Rudy devolvió la última porción de pizza a la caja. Había perdido el apetito.
—¿Hice mención de la televisión en color?
Rudy yacía sobre su asiento, sujetándose la barriga con ambas manos.
Cuando el dolor se tomó insoportable, la voz profunda se interpuso. «La vida es
luz. La vida es calamidad, catástrofe, aniquilación. Tú eres vida, Rudy. Aniquila.
Aniquila las televisiones en color, los dulces, el UC Medical, el IRC, el Financial
District, la Academia Militar, el asmático hogareño, el aburrido director, Johnny
Carson, la Hermana María Teresa, Uruguay, el Padre y la Madre, los
malvaviscos.»
—¿Me verán en Río? —barruntó Rudy.
«Antes de que sientan el impacto de tu prestigio cósmico», le respondió la voz.
Rudy evacuó incontroladamente. Su colon se había aflojado.
¿Estarán orgullosos? ¿Qué pensaran cuando me vean?
¿Qué piensan las termitas cuando la maza cae sobre su nido? La vida es luz.

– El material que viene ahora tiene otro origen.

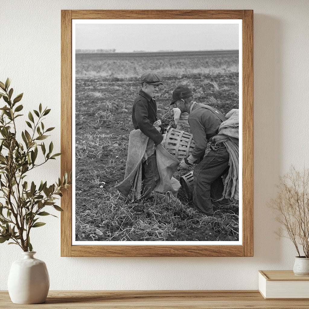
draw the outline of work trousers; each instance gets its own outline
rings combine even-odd
[[[142,199],[143,201],[146,201],[149,198],[157,182],[159,179],[160,175],[157,165],[157,157],[155,151],[142,163],[143,188]]]
[[[193,205],[199,211],[212,214],[212,198],[219,199],[224,188],[221,176],[227,170],[229,155],[224,145],[212,149],[193,172]]]

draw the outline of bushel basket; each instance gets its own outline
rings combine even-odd
[[[192,200],[193,189],[193,171],[180,177],[180,184],[186,197],[189,201]]]
[[[193,151],[194,141],[192,134],[173,128],[168,128],[163,147],[180,161]]]

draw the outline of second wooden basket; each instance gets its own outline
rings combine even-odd
[[[180,184],[187,198],[189,200],[192,200],[193,188],[193,171],[180,177]]]
[[[190,155],[195,146],[192,134],[173,128],[167,128],[163,147],[176,159],[180,160]]]

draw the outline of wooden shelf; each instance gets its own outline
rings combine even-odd
[[[44,303],[18,305],[3,291],[0,308],[308,309],[309,299],[265,299],[258,291],[50,291]]]

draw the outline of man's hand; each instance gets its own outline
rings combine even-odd
[[[187,162],[188,162],[187,161]],[[189,163],[188,162],[188,163]],[[178,166],[181,167],[182,167],[183,168],[188,168],[190,166],[191,166],[191,165],[192,164],[187,164],[187,163],[186,163],[184,160],[184,159],[183,159],[182,160],[180,161],[180,163]]]

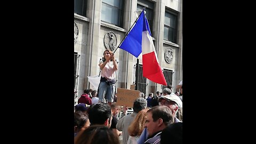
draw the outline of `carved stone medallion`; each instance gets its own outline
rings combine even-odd
[[[164,59],[165,61],[170,63],[173,59],[173,51],[171,48],[167,48],[164,52]]]
[[[78,27],[75,22],[74,22],[74,43],[75,44],[77,41],[77,37],[78,37]]]
[[[116,47],[117,39],[113,31],[109,31],[104,36],[104,46],[106,49],[113,51]]]

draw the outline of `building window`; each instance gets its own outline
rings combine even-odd
[[[137,11],[141,12],[144,7],[146,7],[146,17],[147,17],[148,19],[150,32],[152,34],[152,31],[153,31],[154,3],[145,0],[138,0],[137,2]]]
[[[78,65],[80,55],[77,54],[77,52],[75,52],[74,54],[74,87],[76,90],[77,87],[78,75]]]
[[[166,12],[164,17],[164,39],[177,43],[178,15]]]
[[[75,0],[74,13],[86,17],[87,0]]]
[[[174,72],[171,70],[164,69],[163,73],[166,81],[167,85],[171,85],[173,86],[172,79],[173,79],[173,73],[174,73]],[[166,86],[164,85],[162,85],[161,87],[162,90],[166,87]]]
[[[122,27],[123,0],[102,0],[101,20]]]

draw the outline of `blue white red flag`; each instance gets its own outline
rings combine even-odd
[[[143,77],[155,83],[167,85],[159,65],[144,10],[119,47],[142,60]]]

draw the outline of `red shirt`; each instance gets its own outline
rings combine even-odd
[[[79,98],[78,103],[84,103],[85,104],[87,104],[88,105],[92,105],[92,99],[89,97],[89,95],[86,93],[84,93],[81,95],[81,97]]]

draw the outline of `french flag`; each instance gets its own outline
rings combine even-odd
[[[159,65],[144,10],[119,47],[142,60],[143,77],[155,83],[167,85]]]

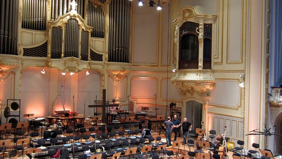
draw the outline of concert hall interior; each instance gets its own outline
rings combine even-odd
[[[281,0],[0,8],[0,158],[282,158]]]

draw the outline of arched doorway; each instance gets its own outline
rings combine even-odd
[[[201,122],[203,119],[203,104],[195,100],[186,102],[186,111],[183,117],[193,124],[193,129],[202,128]]]

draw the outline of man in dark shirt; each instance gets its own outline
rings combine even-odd
[[[176,126],[172,129],[172,132],[174,132],[174,141],[175,141],[177,138],[177,132],[180,130],[179,127],[181,125],[181,122],[177,119],[177,115],[174,115],[173,119],[171,121],[173,123],[173,125]]]
[[[171,145],[171,133],[172,129],[175,127],[175,126],[173,125],[173,123],[170,121],[171,119],[170,117],[168,117],[167,121],[165,121],[163,124],[163,126],[165,126],[165,137],[168,146],[172,145]]]
[[[186,139],[187,135],[189,135],[189,131],[192,129],[192,124],[187,121],[187,118],[185,118],[182,123],[182,132],[183,133],[183,143],[182,145],[186,144]]]

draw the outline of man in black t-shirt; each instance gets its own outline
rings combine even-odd
[[[173,119],[172,119],[171,121],[173,123],[173,125],[176,126],[172,129],[172,132],[174,132],[174,141],[176,141],[177,138],[177,133],[180,131],[180,128],[179,127],[181,125],[181,122],[177,119],[177,116],[176,115],[174,115]]]
[[[192,124],[187,121],[187,118],[185,118],[183,123],[182,123],[182,132],[183,133],[183,143],[182,145],[186,144],[186,139],[187,135],[189,135],[189,131],[192,129]]]

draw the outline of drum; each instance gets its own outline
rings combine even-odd
[[[41,123],[41,122],[44,122],[45,120],[45,118],[44,117],[36,117],[28,120],[28,122],[30,128],[33,128],[33,129],[37,129],[42,125]]]
[[[58,128],[58,125],[57,124],[53,124],[52,125],[50,126],[50,129],[52,130],[57,130]]]
[[[62,121],[62,124],[64,127],[68,128],[71,122],[72,118],[72,117],[60,117],[59,119]]]
[[[46,117],[47,121],[49,123],[49,125],[52,125],[57,122],[58,117],[52,116],[48,116]]]
[[[74,122],[75,122],[75,124],[83,124],[84,122],[84,120],[85,119],[85,116],[75,116],[74,118],[75,119]]]
[[[39,133],[39,134],[41,134],[41,132],[44,132],[45,131],[46,131],[46,130],[47,129],[46,126],[43,126],[43,127],[40,126],[38,128],[38,132]]]

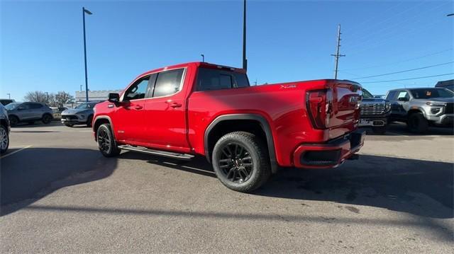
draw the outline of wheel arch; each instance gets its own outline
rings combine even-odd
[[[223,129],[226,125],[228,126],[228,124],[230,124],[229,127],[227,129]],[[232,124],[235,124],[233,125],[234,127],[232,126]],[[242,127],[250,127],[250,125],[253,125],[253,127],[260,127],[260,129],[262,132],[262,134],[267,142],[266,144],[270,156],[270,162],[271,163],[271,169],[273,173],[276,173],[277,171],[277,162],[271,127],[265,117],[258,114],[242,113],[223,115],[217,117],[214,120],[213,120],[205,130],[204,136],[205,156],[208,161],[211,163],[211,151],[214,147],[214,144],[216,144],[216,142],[220,137],[219,136],[221,137],[222,135],[233,131],[243,130],[250,132],[250,129],[241,129]],[[254,129],[254,131],[256,132],[258,129]]]
[[[115,133],[114,132],[114,125],[112,125],[112,120],[111,120],[111,117],[108,117],[107,115],[97,116],[94,119],[94,123],[93,123],[93,126],[92,126],[93,132],[94,132],[96,133],[96,132],[98,129],[98,128],[99,127],[99,126],[101,126],[101,125],[104,125],[105,123],[108,123],[108,124],[109,124],[111,125],[111,128],[112,128],[112,134],[114,135],[114,137],[115,138]],[[97,141],[96,138],[97,138],[96,135],[94,135],[95,141]]]

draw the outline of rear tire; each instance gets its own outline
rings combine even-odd
[[[50,124],[50,122],[52,122],[52,115],[49,114],[44,115],[43,116],[43,118],[41,119],[41,122],[43,122],[43,123],[45,125]]]
[[[18,118],[16,115],[9,116],[9,124],[11,126],[16,126],[18,123],[19,123],[19,118]]]
[[[409,117],[406,122],[409,129],[411,132],[423,133],[428,128],[428,122],[421,112],[415,112]]]
[[[267,146],[249,132],[231,132],[219,139],[213,149],[212,162],[218,179],[238,192],[252,192],[271,175]]]
[[[0,125],[0,154],[6,153],[9,146],[9,135],[8,134],[8,129],[4,126]]]
[[[104,124],[96,130],[96,141],[99,151],[106,157],[114,157],[120,154],[121,151],[116,145],[111,125]]]

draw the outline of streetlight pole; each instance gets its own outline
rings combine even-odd
[[[248,70],[246,59],[246,0],[243,2],[243,69]]]
[[[85,13],[92,15],[90,11],[82,7],[82,23],[84,23],[84,63],[85,64],[85,99],[88,101],[88,75],[87,74],[87,43],[85,42]]]

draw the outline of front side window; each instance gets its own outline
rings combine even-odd
[[[148,88],[150,76],[143,77],[134,83],[125,93],[124,100],[133,100],[145,98]]]
[[[179,91],[184,69],[157,74],[153,97],[167,96]]]
[[[397,96],[397,100],[404,98],[406,100],[409,100],[410,99],[410,95],[409,94],[409,93],[406,91],[399,91],[399,95]]]
[[[43,105],[40,104],[40,103],[30,103],[30,108],[31,109],[35,109],[35,108],[43,108]]]
[[[444,88],[418,88],[412,89],[411,95],[416,99],[428,99],[431,98],[453,98],[454,93]]]

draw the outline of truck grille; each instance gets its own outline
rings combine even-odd
[[[384,112],[384,103],[361,105],[361,115],[382,115]]]
[[[447,103],[446,108],[445,108],[445,114],[453,113],[454,113],[454,103]]]
[[[75,115],[62,115],[62,119],[77,120],[77,117]]]

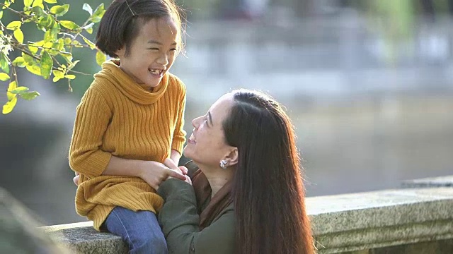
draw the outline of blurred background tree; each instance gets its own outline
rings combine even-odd
[[[93,10],[88,4],[84,4],[83,9],[88,15],[81,25],[63,18],[70,5],[59,5],[57,0],[23,0],[21,3],[6,0],[0,5],[0,68],[3,70],[0,80],[9,82],[8,102],[3,106],[2,113],[11,112],[18,98],[29,100],[40,95],[19,83],[16,68],[25,68],[45,79],[53,76],[53,82],[67,80],[71,90],[71,80],[77,74],[84,74],[74,70],[80,61],[74,59],[74,49],[96,49],[86,34],[91,35],[93,25],[101,21],[104,4]],[[106,59],[100,51],[96,58],[99,65]]]

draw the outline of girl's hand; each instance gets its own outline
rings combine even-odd
[[[176,166],[176,164],[175,164],[175,162],[173,162],[172,159],[166,159],[165,161],[164,161],[164,164],[168,167],[170,169],[175,169],[175,170],[178,169],[179,170],[183,175],[185,176],[185,179],[181,179],[183,181],[184,181],[185,182],[188,183],[189,184],[192,185],[192,181],[190,180],[190,178],[187,176],[187,174],[188,172],[188,169],[185,167],[185,166]],[[172,178],[172,177],[168,177]]]
[[[171,164],[167,160],[173,162],[170,159],[166,159],[164,164],[157,162],[148,162],[149,167],[142,170],[140,178],[155,190],[157,190],[159,186],[168,177],[185,181],[185,176],[182,174],[177,166],[174,166],[174,162]]]

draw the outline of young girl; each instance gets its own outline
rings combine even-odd
[[[171,0],[115,0],[96,46],[108,61],[77,107],[69,165],[79,174],[76,210],[94,228],[120,236],[131,253],[166,253],[155,191],[178,169],[185,141],[185,87],[168,73],[181,50]]]

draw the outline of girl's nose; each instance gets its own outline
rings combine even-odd
[[[168,56],[165,53],[162,54],[159,59],[157,59],[157,63],[166,66],[168,64]]]

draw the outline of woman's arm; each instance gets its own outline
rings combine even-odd
[[[200,230],[192,186],[178,179],[168,179],[161,184],[158,193],[165,200],[159,220],[171,253],[234,253],[235,217],[232,207]]]

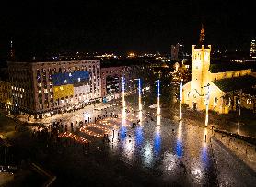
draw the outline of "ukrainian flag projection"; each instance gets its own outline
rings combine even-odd
[[[72,73],[56,73],[52,75],[53,99],[74,96],[77,87],[88,86],[89,72],[76,72]]]

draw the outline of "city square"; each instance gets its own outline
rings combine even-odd
[[[255,186],[255,5],[6,1],[0,186]]]

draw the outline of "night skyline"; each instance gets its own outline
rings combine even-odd
[[[191,52],[201,23],[213,50],[250,50],[255,3],[234,1],[8,1],[1,10],[1,56],[9,41],[16,54],[60,51],[169,52],[183,43]]]

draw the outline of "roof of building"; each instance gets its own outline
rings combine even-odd
[[[213,82],[220,90],[224,92],[248,90],[256,85],[256,77],[246,75],[241,77],[233,77],[229,79],[221,79]]]

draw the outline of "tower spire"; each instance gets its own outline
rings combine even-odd
[[[200,38],[199,38],[199,43],[203,44],[204,42],[204,38],[205,38],[205,31],[204,25],[202,24],[201,31],[200,31]]]

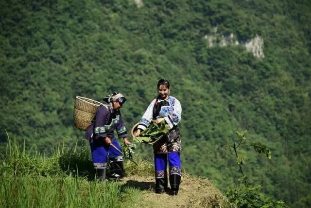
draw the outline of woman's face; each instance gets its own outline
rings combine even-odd
[[[169,98],[170,89],[168,88],[165,85],[162,84],[160,85],[158,88],[157,93],[161,97],[161,99],[166,100]]]
[[[121,105],[120,103],[118,101],[116,101],[112,102],[112,107],[114,110],[119,109],[121,108],[121,106],[122,106],[122,105]]]

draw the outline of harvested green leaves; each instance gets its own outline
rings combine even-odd
[[[169,125],[165,124],[164,121],[157,124],[152,123],[140,133],[140,136],[134,137],[133,141],[152,145],[166,134],[169,131]]]
[[[136,149],[136,145],[131,143],[129,145],[122,145],[122,151],[123,154],[126,159],[133,160],[135,152],[134,151]]]

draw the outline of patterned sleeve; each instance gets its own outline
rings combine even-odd
[[[147,110],[146,110],[146,112],[141,117],[141,119],[140,119],[139,121],[139,124],[137,127],[138,128],[143,131],[147,128],[150,125],[150,123],[151,123],[151,121],[152,120],[153,110],[155,101],[156,99],[154,99],[148,107]]]
[[[126,131],[126,129],[123,124],[121,114],[120,115],[120,118],[118,126],[117,127],[117,133],[118,134],[119,138],[124,138],[127,136],[127,132]]]
[[[97,109],[94,126],[93,136],[95,139],[107,137],[105,124],[107,116],[108,116],[108,109],[104,106],[101,106]]]
[[[168,113],[167,116],[164,117],[164,120],[169,125],[170,129],[177,126],[181,120],[181,105],[178,100],[175,98],[173,113]]]

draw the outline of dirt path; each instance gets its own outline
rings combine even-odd
[[[155,193],[153,177],[132,175],[122,183],[139,189],[143,196],[138,202],[140,208],[219,208],[228,207],[225,198],[209,181],[184,174],[177,196]]]

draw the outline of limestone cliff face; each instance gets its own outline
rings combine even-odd
[[[207,41],[208,47],[219,45],[225,47],[229,45],[242,45],[245,46],[247,51],[251,52],[254,57],[259,59],[264,57],[263,54],[263,39],[258,35],[255,38],[246,41],[239,42],[233,33],[228,36],[220,35],[217,33],[217,27],[214,29],[214,33],[211,35],[207,35],[203,37]]]
[[[244,44],[247,51],[253,53],[254,57],[259,58],[264,57],[263,54],[263,39],[256,35],[256,36]]]
[[[138,8],[140,8],[143,6],[142,0],[135,0],[135,3],[137,5]]]

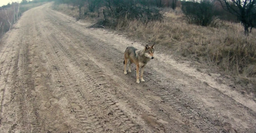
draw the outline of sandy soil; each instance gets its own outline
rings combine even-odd
[[[123,53],[142,44],[51,4],[24,13],[1,41],[0,132],[255,132],[254,96],[157,46],[137,84],[134,65],[123,74]]]

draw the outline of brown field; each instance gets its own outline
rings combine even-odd
[[[76,9],[53,4],[24,12],[0,41],[0,132],[256,130],[254,32],[189,25],[170,10],[162,23],[96,28],[95,13],[78,21]],[[124,52],[152,42],[137,84],[134,65],[124,74]]]
[[[79,15],[78,9],[67,4],[53,8],[73,17]],[[87,14],[82,17],[88,22],[96,23],[103,17],[102,13],[97,18],[97,13],[88,13],[85,8],[82,10],[82,14]],[[214,26],[199,26],[189,24],[179,7],[175,11],[168,8],[164,10],[163,22],[144,26],[136,20],[125,20],[114,29],[134,40],[156,44],[161,50],[186,57],[183,60],[195,61],[202,71],[206,69],[226,75],[249,91],[256,92],[255,29],[246,37],[239,23],[219,20]]]

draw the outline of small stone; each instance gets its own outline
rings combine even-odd
[[[200,120],[203,119],[203,118],[202,117],[197,115],[194,117],[194,118],[195,118],[195,119],[196,119],[197,120]]]
[[[230,127],[230,126],[229,125],[225,126],[223,127],[223,129],[225,129],[225,130],[227,131],[228,131],[229,130],[230,130],[231,128],[231,127]]]
[[[49,102],[47,102],[45,103],[45,107],[47,108],[49,108],[51,107],[51,104]]]

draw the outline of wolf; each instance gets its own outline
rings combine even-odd
[[[146,45],[144,48],[141,50],[138,50],[137,48],[133,47],[129,47],[126,48],[124,52],[124,64],[125,74],[127,74],[126,66],[127,63],[129,61],[129,68],[128,71],[131,72],[131,66],[133,63],[136,65],[136,75],[137,79],[136,83],[140,83],[139,73],[140,68],[141,68],[141,80],[142,82],[145,82],[143,79],[143,72],[144,68],[148,62],[151,59],[154,58],[154,54],[155,51],[154,49],[154,44],[151,46],[149,46]]]

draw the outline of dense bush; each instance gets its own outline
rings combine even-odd
[[[191,0],[184,2],[181,9],[191,23],[206,26],[216,19],[214,3],[210,0]]]

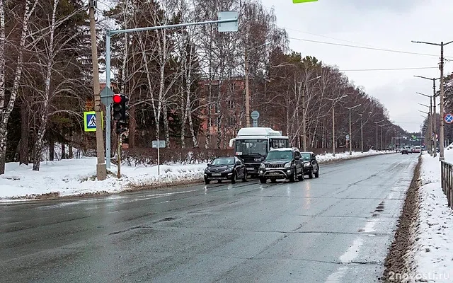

Cada uno de los músculos de Rudy se contrajo abruptamente. Y luego, justo
antes del flash, Rudy tuvo conciencia de que por fin había alcanzado su
cumbre en el mundo.
El hombre con piernas
Al Sarrantonio
Nacido en Nueva York el 25 de mayo de 1952, Al Sarrantonio se graduó en
Filología Inglesa por el Manhattan College en Riverdale el año 1974, y durante
ese mismo verano asistió a los talleres del Clarión Science Fiction Writers. Tras
tomar la decisión de ser fiel a sus ilusiones, trabajó como ordenanza en una
biblioteca durante algunos años, y luego pasó seis editando ciencia ficción,
relatos breves y novelas de horror en Doubleday. Hasta que últimamente se ha
dedicado a escribir relatos, trabajando tan sólo como escritor. Ha publicado sus
trabajos en Heavy Metal, Weirdbook, Twilight Zones Magazine, Fantasy Book,
Whispers, Analog, Amazing, y otros; asimismo, ha visto su obra incluida en
algunas antologías, como Shadows, Fears, Terrors, Ghosts y Death. Su última
novela de terror, The Worms (Los gusanos), será publicada por Doubleday
próximamente. Y en la actualidad está completando su tercera novela,
Totentanz. Antiguo habitual del Bronx neoyorquino, Sarrantonio tiene fijada en
la actualidad su residencia en Putnam Valley, Nueva York, donde lleva la vida
de un gentleman.
—No te creo.
—Pues debes.
—No.
—Lo harás —insistió Nellie—. La prueba será un viaje en autobús.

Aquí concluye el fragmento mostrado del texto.